Mo Air. Photo Josh Collins

On Thursday I was whooped. I came home, took a nap, did some work, and got a message to do a dries run with Patrick Cindrich and Richard Perkins. We showed up and the middle wave was still in! So we blew off the run once again and surfed. I was way tired from the week I had but was feeling good on the waves.
Friday was a good day for the run. Only a couple miles long, it is full of catch on the fly waves and huge holes to dodge. It was fun to actually run the river. The waves all react and bounce off each other, so a slight change in the level can change the character of the rapids drastically.

Righty Clean. Photo Matt Smink

Saturday was back to the “Three Waves” level and I was way more comfortable.

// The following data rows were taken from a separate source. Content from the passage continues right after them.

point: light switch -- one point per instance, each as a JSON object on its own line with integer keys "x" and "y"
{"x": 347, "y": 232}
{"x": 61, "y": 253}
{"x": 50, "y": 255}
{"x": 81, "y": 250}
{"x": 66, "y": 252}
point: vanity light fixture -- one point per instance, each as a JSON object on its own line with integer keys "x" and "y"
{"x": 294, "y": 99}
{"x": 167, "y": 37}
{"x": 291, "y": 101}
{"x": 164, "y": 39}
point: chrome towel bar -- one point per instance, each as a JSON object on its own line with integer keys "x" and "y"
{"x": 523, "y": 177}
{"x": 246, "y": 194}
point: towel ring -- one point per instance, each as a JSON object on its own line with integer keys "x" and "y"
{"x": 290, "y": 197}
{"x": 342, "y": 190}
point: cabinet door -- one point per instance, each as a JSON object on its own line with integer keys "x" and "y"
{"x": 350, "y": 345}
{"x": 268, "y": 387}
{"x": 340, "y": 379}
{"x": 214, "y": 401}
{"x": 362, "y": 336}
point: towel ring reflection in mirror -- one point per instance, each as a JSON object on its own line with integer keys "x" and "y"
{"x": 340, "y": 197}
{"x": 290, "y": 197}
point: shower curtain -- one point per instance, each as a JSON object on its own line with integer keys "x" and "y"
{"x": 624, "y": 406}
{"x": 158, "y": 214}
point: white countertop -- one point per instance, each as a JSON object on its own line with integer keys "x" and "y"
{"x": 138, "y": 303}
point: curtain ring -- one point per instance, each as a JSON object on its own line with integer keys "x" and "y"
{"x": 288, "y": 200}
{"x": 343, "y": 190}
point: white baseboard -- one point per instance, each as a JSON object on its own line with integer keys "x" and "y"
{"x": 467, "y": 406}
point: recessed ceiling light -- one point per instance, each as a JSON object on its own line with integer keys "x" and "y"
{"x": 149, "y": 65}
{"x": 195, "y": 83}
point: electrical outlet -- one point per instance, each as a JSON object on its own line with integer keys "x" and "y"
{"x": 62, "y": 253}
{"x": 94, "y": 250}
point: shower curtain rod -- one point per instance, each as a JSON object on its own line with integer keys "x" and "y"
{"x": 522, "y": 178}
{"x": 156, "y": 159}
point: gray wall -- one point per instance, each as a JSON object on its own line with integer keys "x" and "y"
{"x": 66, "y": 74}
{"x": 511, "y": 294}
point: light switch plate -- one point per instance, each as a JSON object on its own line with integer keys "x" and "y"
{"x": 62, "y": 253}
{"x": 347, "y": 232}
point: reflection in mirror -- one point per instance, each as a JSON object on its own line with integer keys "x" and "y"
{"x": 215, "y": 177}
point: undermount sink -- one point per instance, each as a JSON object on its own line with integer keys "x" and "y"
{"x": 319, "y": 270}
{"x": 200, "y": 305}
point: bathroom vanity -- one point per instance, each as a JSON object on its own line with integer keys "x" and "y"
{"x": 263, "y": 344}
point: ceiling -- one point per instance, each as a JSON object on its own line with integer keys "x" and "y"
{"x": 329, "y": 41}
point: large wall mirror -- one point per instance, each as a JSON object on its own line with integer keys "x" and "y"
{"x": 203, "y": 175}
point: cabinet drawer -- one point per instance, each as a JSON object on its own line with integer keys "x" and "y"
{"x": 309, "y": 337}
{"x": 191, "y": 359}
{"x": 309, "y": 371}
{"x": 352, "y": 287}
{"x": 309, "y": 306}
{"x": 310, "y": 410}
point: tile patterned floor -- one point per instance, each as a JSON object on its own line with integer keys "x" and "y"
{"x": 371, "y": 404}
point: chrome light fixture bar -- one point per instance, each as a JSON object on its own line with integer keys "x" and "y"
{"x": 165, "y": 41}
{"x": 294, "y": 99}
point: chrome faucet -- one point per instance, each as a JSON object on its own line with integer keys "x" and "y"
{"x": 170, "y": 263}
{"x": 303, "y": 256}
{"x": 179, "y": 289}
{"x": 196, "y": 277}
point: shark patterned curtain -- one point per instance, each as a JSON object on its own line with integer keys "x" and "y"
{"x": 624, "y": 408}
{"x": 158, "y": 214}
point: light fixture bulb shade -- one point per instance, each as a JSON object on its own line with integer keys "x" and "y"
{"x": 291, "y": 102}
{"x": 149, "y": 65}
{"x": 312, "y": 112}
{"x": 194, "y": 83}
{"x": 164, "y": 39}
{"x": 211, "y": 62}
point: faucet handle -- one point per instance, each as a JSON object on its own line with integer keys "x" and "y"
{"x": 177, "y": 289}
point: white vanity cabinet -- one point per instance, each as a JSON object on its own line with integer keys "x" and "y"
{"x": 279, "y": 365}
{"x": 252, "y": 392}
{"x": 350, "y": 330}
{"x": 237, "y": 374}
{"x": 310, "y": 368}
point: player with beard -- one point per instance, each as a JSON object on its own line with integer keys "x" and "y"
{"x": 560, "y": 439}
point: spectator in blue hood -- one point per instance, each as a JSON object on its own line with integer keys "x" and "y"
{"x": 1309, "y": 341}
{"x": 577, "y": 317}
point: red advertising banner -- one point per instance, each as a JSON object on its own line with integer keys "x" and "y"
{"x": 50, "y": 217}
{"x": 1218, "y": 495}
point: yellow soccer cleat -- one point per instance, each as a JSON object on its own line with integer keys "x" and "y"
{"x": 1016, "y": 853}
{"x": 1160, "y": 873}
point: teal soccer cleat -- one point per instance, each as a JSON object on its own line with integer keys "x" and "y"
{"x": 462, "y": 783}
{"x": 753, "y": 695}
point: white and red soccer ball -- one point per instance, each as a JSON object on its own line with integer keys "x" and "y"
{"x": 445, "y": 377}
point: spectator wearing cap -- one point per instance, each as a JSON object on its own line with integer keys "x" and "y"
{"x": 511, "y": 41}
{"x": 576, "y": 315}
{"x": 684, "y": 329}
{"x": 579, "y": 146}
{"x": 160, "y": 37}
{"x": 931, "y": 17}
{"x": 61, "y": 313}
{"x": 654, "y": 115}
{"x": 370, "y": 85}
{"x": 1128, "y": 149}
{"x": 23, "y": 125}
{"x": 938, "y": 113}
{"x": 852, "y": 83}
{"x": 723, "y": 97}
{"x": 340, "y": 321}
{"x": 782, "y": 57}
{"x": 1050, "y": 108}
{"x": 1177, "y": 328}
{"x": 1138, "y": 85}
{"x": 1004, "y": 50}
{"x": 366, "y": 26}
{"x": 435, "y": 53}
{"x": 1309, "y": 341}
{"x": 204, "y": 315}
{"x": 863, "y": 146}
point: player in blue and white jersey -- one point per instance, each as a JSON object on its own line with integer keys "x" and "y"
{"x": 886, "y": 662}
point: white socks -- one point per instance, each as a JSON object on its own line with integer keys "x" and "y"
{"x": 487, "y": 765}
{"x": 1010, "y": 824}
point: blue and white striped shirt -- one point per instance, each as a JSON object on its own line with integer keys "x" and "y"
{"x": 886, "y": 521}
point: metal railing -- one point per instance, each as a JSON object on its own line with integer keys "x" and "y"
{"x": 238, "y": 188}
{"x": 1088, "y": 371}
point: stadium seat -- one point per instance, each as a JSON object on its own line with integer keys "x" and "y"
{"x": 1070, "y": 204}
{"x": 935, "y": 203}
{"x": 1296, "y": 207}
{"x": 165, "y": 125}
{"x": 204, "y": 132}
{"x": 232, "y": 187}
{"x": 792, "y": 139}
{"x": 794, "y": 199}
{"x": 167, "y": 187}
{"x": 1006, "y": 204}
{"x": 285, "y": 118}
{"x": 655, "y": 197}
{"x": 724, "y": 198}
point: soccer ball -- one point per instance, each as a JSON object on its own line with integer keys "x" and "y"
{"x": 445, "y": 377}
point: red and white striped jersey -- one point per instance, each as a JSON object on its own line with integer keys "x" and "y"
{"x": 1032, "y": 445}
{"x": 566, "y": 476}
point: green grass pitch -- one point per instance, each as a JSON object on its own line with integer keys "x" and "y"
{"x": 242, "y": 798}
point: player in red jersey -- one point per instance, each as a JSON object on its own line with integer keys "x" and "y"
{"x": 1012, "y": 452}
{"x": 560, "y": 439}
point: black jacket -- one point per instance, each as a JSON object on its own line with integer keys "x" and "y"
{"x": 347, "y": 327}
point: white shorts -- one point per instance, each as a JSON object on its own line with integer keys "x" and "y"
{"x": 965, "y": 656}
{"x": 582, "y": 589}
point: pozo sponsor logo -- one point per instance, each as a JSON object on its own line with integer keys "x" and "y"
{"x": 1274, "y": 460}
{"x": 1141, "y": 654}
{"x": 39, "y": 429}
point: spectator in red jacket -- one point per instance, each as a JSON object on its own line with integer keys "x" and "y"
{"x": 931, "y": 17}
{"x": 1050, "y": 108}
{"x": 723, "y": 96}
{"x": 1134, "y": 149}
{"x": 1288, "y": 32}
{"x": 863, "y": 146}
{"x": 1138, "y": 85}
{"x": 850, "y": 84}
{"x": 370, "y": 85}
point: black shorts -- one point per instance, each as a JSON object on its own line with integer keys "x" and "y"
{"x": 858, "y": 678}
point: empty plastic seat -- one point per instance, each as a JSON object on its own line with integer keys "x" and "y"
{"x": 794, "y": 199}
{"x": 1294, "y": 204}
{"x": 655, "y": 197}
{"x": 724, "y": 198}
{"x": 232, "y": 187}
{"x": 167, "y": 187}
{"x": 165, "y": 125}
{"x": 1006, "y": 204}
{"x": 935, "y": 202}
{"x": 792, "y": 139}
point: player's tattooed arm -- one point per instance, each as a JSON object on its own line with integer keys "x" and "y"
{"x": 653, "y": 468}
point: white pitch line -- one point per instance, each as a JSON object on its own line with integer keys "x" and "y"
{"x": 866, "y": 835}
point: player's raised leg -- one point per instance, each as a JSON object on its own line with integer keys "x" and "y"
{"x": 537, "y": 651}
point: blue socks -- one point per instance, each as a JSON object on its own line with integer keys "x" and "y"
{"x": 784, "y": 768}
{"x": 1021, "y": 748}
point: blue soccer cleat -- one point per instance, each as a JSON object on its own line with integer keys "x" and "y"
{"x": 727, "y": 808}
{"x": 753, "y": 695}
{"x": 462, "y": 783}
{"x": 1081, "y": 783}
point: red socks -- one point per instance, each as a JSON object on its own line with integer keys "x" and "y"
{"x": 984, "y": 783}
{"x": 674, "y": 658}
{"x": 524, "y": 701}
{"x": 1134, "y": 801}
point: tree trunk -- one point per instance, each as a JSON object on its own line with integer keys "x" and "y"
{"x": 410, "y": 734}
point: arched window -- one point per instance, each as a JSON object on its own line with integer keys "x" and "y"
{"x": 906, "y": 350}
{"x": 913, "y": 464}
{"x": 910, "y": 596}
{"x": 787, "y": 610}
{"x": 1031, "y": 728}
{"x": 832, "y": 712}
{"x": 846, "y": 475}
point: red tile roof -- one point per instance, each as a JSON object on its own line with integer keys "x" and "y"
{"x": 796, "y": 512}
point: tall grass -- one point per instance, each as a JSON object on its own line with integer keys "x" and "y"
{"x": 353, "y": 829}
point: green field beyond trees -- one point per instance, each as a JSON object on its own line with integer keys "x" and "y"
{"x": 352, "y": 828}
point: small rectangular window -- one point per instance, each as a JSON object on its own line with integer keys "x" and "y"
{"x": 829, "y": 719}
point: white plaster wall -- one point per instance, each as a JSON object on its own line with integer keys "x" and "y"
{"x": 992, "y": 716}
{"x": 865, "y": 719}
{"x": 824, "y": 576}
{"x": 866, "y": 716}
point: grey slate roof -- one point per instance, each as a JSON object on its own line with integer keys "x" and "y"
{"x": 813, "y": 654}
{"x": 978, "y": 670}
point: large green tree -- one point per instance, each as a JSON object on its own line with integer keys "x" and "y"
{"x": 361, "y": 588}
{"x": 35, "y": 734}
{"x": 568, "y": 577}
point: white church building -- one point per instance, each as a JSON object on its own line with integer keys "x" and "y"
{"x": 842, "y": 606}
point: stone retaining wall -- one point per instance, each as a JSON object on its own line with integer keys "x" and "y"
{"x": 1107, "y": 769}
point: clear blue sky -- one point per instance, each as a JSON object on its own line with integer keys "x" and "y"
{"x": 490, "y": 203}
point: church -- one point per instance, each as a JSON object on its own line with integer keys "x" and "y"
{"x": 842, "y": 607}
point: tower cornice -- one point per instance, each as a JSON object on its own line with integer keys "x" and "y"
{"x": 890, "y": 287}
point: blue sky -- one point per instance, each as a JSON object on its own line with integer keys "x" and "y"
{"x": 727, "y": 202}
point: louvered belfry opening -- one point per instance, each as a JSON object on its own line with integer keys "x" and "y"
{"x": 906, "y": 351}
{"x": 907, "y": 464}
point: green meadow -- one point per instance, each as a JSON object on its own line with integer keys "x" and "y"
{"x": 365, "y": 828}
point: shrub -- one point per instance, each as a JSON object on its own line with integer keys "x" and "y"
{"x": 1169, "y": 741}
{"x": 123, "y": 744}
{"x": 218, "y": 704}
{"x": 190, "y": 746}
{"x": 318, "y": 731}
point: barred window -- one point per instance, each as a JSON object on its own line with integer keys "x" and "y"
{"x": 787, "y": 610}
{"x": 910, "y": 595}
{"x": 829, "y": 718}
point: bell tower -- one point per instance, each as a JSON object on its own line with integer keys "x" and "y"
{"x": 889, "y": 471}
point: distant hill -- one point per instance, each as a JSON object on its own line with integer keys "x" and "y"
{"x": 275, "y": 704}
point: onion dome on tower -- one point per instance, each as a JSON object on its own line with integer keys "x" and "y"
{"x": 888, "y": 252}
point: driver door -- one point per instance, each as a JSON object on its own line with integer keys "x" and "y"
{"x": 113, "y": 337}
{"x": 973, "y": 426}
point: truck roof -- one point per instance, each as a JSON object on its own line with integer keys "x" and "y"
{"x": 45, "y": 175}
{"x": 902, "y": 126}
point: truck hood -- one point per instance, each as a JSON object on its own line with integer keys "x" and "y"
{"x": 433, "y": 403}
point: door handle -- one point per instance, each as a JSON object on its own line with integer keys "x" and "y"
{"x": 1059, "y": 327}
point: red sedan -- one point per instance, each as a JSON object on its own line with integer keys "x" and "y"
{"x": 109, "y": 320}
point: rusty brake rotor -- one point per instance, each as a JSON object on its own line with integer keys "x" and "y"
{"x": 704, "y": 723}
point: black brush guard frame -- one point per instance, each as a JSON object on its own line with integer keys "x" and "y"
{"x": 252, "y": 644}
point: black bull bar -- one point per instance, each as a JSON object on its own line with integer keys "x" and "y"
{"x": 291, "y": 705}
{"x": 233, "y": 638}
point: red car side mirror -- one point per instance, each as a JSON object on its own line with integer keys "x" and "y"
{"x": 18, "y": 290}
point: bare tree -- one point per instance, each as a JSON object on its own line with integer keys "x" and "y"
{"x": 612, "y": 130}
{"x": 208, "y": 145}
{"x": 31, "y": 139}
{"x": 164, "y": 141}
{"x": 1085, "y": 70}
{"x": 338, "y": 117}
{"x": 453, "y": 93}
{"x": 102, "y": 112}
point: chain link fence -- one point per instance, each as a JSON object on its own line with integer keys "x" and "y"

They felt slow after surfing at twice the flow all week. I was ticking off all the tricks I knew and going for those hard to get ones working my way up to them so one day they will come second nature! I was about to leave when young guns Edison Jones and Dion Carroll showed up ready to rip. They were going at it asking me a million questions and trying everything the could to get airborne. I just kept telling them to carve and spin. The tricks will come later.
Hope more people take advantage of these iconic waves as they are some of the best on the continent. Check the New River at Thurmond USGS gauge when there is water. If it is reading between 25,000 to 70,000 cfs then the waves and run are world class.